The 58-year-old might have come out on top in any number of deal negotiations over the years, but by the second week of November the share price had sunk lower than it had ever risen - evidently the markets thought Macquarie had won. This would have been dire news for Edinburgh, since most of SWIP's activities would probably have ended up being relocated elsewhere.

Yet Gilbert and some other executives had already secretly met with Lloyds boss António Horta-Osório in central London a week earlier to finalise terms. Osório was attracted to the fact that the Aberdeen deal meant Lloyds becoming a 9.9% shareholder, believing that the ageing population and their demand for investment products meant the bank should not exit the sector altogether. Having ended on a handshake, the path was cleared for the teams on both sides to thrash out the small print.

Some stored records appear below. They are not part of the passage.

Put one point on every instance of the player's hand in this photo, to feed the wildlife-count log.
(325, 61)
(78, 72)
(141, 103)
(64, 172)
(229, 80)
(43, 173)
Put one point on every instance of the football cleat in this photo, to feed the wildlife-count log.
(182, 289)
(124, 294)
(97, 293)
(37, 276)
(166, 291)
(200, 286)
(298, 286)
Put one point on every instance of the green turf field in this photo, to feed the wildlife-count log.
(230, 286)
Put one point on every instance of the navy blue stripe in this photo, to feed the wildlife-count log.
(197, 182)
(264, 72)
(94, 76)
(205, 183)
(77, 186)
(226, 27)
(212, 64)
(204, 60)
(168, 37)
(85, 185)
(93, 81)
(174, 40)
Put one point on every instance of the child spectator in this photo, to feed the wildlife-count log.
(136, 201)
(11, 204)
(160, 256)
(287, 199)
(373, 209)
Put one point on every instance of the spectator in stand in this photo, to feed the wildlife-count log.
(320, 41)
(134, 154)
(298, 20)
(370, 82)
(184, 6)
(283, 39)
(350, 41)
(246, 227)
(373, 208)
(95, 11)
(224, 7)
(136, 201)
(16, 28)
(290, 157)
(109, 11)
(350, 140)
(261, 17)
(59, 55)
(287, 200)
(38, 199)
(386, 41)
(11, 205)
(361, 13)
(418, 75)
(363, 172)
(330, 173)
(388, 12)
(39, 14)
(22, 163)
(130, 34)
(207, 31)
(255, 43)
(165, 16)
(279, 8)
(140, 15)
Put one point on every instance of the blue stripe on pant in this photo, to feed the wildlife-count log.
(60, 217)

Not only does the deal make Aberdeen easily the biggest independent investment manager in Europe with funds under management of £336bn (way ahead of new number two Schroders' £247bn), it is now the sixth-biggest in the world. It also means that Edinburgh moves from being its third-most important investment centre behind London and Singapore to become its largest.

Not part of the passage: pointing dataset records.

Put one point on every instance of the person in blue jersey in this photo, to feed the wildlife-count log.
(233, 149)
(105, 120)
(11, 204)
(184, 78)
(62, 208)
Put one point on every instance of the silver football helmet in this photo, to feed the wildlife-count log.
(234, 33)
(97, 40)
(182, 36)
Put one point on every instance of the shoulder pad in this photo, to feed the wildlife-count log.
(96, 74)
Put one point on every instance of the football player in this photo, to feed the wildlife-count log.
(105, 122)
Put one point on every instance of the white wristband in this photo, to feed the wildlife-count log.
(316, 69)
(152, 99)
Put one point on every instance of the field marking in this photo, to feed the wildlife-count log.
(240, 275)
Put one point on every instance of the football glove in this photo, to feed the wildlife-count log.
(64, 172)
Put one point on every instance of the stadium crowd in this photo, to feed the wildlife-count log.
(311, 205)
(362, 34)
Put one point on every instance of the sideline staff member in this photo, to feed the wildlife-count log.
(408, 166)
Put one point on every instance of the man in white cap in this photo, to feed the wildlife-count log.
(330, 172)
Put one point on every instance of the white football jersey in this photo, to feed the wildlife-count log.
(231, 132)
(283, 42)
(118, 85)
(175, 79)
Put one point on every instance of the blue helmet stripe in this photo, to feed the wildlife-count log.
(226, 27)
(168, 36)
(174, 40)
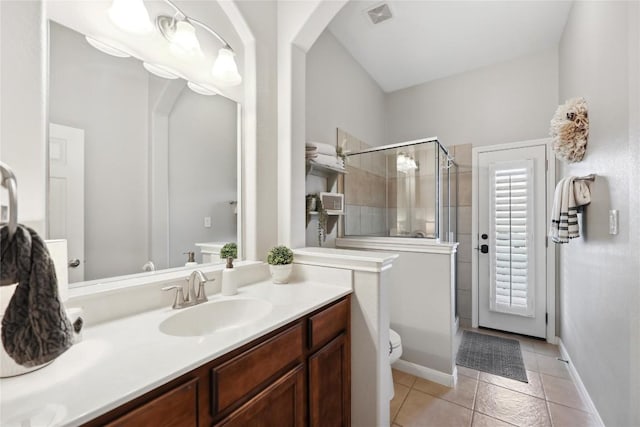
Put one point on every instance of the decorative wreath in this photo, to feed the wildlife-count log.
(570, 130)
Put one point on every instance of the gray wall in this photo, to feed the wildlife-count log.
(202, 173)
(107, 97)
(23, 106)
(600, 273)
(505, 102)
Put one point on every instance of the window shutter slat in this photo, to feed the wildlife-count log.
(510, 228)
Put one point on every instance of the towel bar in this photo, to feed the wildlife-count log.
(591, 177)
(10, 183)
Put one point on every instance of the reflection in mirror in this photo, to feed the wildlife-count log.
(141, 168)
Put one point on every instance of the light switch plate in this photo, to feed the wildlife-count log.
(613, 221)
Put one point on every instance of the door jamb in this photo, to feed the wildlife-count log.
(551, 248)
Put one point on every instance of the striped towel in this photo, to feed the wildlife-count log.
(564, 214)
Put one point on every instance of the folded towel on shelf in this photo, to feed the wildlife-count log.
(564, 214)
(321, 148)
(35, 327)
(332, 161)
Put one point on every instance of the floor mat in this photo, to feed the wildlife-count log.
(495, 355)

The deal was welcomed by many analysts, since SWIP's strength in UK and European shares and bonds strongly diversifies Aberdeen away from its ­longstanding over-reliance on Asian and emerging markets products. These specialisms were major pluses following the crash but put some of those funds under pressure this summer after widespread speculation that the US Federal Reserve would ease off on quantitative easing (which proved incorrect).

Analysts have also said that the deal will increase Aberdeen's credibility as an alternative to US giants such as Pimco and BlackRock (albeit their funds run to trillions of dollars), while an eight-year strategic relationship with Lloyds will see its products marketed to all types of the bank's customers. Bringing together Aberdeen and SWIP is also expected to enable the firm to increase SWIP's bottom-line profit margins from an already very high 35% up to 55%.

The case for the downside is mainly about the real value of SWIP. A huge amount of it is just the investment part of Scottish Widows' insurance book, which is low risk, low fee and lacks the potential for change. And of the 16% that manages money external to Lloyds, about half of the funds are closed to new business, which almost guarantees continuing decline. In short, some observers struggle to see how Aberdeen can grow what it has bought.

As Amanda Forsyth says: "The question for Aberdeen investors is, is it really just a case of Aberdeen trying to scale up even further?"

There is also the question of whether increasing exposure to the UK and Europe is a good idea. Their economies might have turned upwards lately, but their fundamental debt positions are still very weak.

Yet the 15% boost to Aberdeen's share price after the deal was announced indicates that the markets are squarely on its side. Gilbert and his people have integrated so many businesses in the past that most people are clearly looking on the bright side. At the very least it will go down as one of the great milestones in the Aberdeen story.

Above all, no-one is making comparisons with Fred Goodwin, the last major dealmaker to build an empire in the shadow of the castle rock. For the sake of Scotland's battered financial services reputation, cross your fingers that it stays that way.